The following modules are present in this project:

  • BuildModels.py
  • custom_chunker.py
  • EvaluateModels.py
  • features.py
  • InputParser.py
  • main.py
  • model_test.py

Below you will find a description of every module and their functionality in alphabetical order.

BuildModels.py

This module is used to pickle and train Ner-tagger models. Given an algorithm, train data and a feature-set, it can train a model using the function train_model. This function will also nicely print the start, end and elapsed times and display which feature-set is used. After training, this module will use the function pickle_model to pickle the trained model for later use. The specified folder will be created if it doesn't exist yet. If it does, it will pick the next name available. The pickles will be named 0.pickle , 1.pickle, 2.pickle etc. This module can be used on its own, but it is recommended to use main.py instead.

custom_chucker.py

This module is an edit of the original custom_chucker.py created by Alexis Dimitriadis to accept NaiveBayes as a valid algorithm. It will create an pre-configured NER-tagger and chuncker.

EvaluateModels.py

This module is used to evaluated trained NER-taggers. Just like BuildModels.py, it will provide the user with information during execution about the times. This module can handle NER-tagger objects directly and pickled models. Present in this module is the evaluate_all_pickles function which will evaluate all pickled models in a given folder.

features.py

This module contains all feature functions that can be used to enable the tagger to recognize NE's. This module is NOT meant to be used as a standalone module, however it can be used to get all available functions.

InputParser.py

This module parses all the commandline arguments given. It will also raise errors when needed. This module can not be used as a main module. It only contains a single function parse_input that returns a dictionary with all the relevant arguments and their values.

main.py

As the name suggests, this module is meant to be used as the main module. It trains, evaluates and pickles models based on the arguments given in the commandline.
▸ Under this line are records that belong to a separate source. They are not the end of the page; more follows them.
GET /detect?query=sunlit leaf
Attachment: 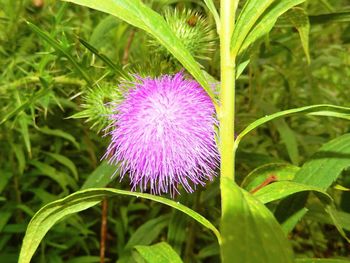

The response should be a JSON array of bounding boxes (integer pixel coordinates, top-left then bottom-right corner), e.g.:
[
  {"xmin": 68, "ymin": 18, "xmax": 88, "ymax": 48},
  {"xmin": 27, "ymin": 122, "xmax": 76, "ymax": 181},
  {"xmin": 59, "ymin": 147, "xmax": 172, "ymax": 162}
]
[
  {"xmin": 18, "ymin": 188, "xmax": 221, "ymax": 263},
  {"xmin": 135, "ymin": 242, "xmax": 182, "ymax": 263},
  {"xmin": 221, "ymin": 178, "xmax": 293, "ymax": 263}
]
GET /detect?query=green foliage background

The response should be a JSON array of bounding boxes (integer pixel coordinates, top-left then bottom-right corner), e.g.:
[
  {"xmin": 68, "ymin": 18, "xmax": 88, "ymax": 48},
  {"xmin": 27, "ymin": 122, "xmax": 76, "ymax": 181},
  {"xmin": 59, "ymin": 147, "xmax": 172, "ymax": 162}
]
[{"xmin": 0, "ymin": 0, "xmax": 350, "ymax": 263}]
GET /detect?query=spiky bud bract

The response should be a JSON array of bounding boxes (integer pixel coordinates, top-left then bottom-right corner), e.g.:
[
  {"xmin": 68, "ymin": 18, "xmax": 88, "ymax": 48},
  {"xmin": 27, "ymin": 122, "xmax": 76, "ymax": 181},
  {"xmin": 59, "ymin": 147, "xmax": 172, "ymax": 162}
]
[
  {"xmin": 71, "ymin": 85, "xmax": 123, "ymax": 132},
  {"xmin": 149, "ymin": 8, "xmax": 216, "ymax": 62}
]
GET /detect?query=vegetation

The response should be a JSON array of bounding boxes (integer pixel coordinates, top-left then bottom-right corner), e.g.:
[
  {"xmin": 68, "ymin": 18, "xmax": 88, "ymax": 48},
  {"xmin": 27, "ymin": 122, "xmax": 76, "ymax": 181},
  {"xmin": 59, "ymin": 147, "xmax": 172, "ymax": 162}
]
[{"xmin": 0, "ymin": 0, "xmax": 350, "ymax": 263}]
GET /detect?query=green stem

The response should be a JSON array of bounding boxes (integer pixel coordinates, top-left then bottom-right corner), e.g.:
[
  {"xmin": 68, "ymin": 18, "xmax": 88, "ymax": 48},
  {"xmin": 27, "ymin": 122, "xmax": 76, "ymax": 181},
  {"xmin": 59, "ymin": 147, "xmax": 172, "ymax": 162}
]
[{"xmin": 218, "ymin": 0, "xmax": 238, "ymax": 262}]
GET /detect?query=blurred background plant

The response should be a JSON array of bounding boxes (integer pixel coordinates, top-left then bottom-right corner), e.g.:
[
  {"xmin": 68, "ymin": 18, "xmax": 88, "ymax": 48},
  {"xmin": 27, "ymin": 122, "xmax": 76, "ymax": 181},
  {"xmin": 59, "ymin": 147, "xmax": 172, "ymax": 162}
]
[{"xmin": 0, "ymin": 0, "xmax": 350, "ymax": 263}]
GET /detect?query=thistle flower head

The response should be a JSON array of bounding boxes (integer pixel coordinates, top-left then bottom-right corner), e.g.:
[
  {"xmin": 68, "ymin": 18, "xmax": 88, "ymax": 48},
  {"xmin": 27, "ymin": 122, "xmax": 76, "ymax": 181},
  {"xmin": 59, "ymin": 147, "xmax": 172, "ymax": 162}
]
[
  {"xmin": 104, "ymin": 72, "xmax": 219, "ymax": 195},
  {"xmin": 150, "ymin": 8, "xmax": 216, "ymax": 59}
]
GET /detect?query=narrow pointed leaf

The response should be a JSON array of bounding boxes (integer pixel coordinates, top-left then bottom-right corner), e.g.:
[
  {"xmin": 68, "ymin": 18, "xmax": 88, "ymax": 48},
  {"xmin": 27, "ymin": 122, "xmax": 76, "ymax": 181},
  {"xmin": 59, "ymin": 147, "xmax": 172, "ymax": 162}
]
[
  {"xmin": 18, "ymin": 188, "xmax": 220, "ymax": 263},
  {"xmin": 135, "ymin": 242, "xmax": 182, "ymax": 263},
  {"xmin": 254, "ymin": 181, "xmax": 332, "ymax": 204},
  {"xmin": 286, "ymin": 7, "xmax": 311, "ymax": 64},
  {"xmin": 235, "ymin": 104, "xmax": 350, "ymax": 150},
  {"xmin": 237, "ymin": 0, "xmax": 305, "ymax": 53},
  {"xmin": 221, "ymin": 178, "xmax": 294, "ymax": 263}
]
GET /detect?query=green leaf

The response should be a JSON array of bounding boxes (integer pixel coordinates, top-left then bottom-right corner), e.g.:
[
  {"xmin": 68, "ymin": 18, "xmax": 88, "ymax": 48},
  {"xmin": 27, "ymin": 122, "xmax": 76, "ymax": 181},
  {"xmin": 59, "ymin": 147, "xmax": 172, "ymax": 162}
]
[
  {"xmin": 281, "ymin": 207, "xmax": 309, "ymax": 235},
  {"xmin": 276, "ymin": 134, "xmax": 350, "ymax": 238},
  {"xmin": 294, "ymin": 133, "xmax": 350, "ymax": 190},
  {"xmin": 254, "ymin": 181, "xmax": 333, "ymax": 204},
  {"xmin": 27, "ymin": 22, "xmax": 92, "ymax": 86},
  {"xmin": 18, "ymin": 188, "xmax": 221, "ymax": 263},
  {"xmin": 38, "ymin": 126, "xmax": 79, "ymax": 149},
  {"xmin": 64, "ymin": 0, "xmax": 215, "ymax": 104},
  {"xmin": 125, "ymin": 215, "xmax": 169, "ymax": 249},
  {"xmin": 305, "ymin": 207, "xmax": 350, "ymax": 231},
  {"xmin": 221, "ymin": 178, "xmax": 293, "ymax": 263},
  {"xmin": 79, "ymin": 38, "xmax": 122, "ymax": 72},
  {"xmin": 238, "ymin": 0, "xmax": 305, "ymax": 54},
  {"xmin": 231, "ymin": 0, "xmax": 274, "ymax": 55},
  {"xmin": 81, "ymin": 161, "xmax": 119, "ymax": 190},
  {"xmin": 309, "ymin": 11, "xmax": 350, "ymax": 24},
  {"xmin": 241, "ymin": 163, "xmax": 299, "ymax": 191},
  {"xmin": 234, "ymin": 104, "xmax": 350, "ymax": 151},
  {"xmin": 46, "ymin": 152, "xmax": 79, "ymax": 180},
  {"xmin": 135, "ymin": 242, "xmax": 182, "ymax": 263},
  {"xmin": 204, "ymin": 0, "xmax": 221, "ymax": 34},
  {"xmin": 296, "ymin": 258, "xmax": 350, "ymax": 263},
  {"xmin": 286, "ymin": 7, "xmax": 311, "ymax": 64}
]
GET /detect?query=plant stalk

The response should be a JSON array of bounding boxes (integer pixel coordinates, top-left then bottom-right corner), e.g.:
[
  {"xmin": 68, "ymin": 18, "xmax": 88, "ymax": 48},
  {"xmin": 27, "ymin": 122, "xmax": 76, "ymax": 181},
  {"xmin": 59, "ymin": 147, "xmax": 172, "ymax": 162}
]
[{"xmin": 218, "ymin": 0, "xmax": 238, "ymax": 262}]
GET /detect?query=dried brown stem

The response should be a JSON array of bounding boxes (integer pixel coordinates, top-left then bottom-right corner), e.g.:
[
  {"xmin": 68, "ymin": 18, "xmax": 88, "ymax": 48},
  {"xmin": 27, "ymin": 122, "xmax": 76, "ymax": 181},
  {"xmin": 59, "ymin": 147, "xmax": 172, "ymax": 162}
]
[
  {"xmin": 100, "ymin": 199, "xmax": 108, "ymax": 263},
  {"xmin": 123, "ymin": 30, "xmax": 135, "ymax": 65}
]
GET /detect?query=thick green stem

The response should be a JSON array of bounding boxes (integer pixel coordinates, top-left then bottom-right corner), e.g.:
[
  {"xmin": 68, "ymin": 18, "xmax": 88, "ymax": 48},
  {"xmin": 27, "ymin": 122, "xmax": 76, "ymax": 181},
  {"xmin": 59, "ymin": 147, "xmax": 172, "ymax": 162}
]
[{"xmin": 219, "ymin": 0, "xmax": 238, "ymax": 262}]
If given no arguments, it will train a tagger on the complete conll2002 corpus using the IIS algorithm. It used the BuildModels.py and EvaluateModels.py modules to accomplish this.

Usage of the main module

To use the main.py module, type the following in the console : python main.py The following arguments can be set for this module :

  • algorithm. Simply use -algorithm as a flag to set this argument. Abbreviations for this flag are -a and -alg. Possible values are IIS, GIS and NaiveBayes. NaiveBayes can also be abbreviated as NB. The values after this flag are case-insensitive.
  • train_sample_size. Simply use the -train_sample_size flag to set this argument. Abbreviation for this flag is -tss. This flag must be followed by an integer. Any input less than 0 or bigger than the size of the train set of the nltk.corpus.conll2002 will be ignored.
  • feature_set. This argument can be set in 3 different ways. When the flag -taf or -train_all_features is used, all the different features will be trained one by one. Please note that a feature also calls the previous features. This way, you can see the improvement of every feature. If the flag -f of -feature is passed, followed by an index integer, the module will train a tagger with the feature with that index. For example python main.py -feature 7 will train a tagger with algorithm IIS on feature feature07_all_caps. Please consult the list of available features when calling python features.py to get the full list of available features. The flag -f and -feature can also be followed by the name of the feature function. For example: python main.py -f feature07_all_caps will yield the same result as the previous example.

model_test.py

This module only opens the best.pickle file and prints its evaluation.

Evaluation-output.txt

This plain text file contains the results of evaluations that are done in EvaluateModels.py. It will also be created if it doesn't exist yet. Lines will be appended to this text file every evaluation. It can easily be used to fill an Excel sheet to compare algorithms by splitting on semicolons.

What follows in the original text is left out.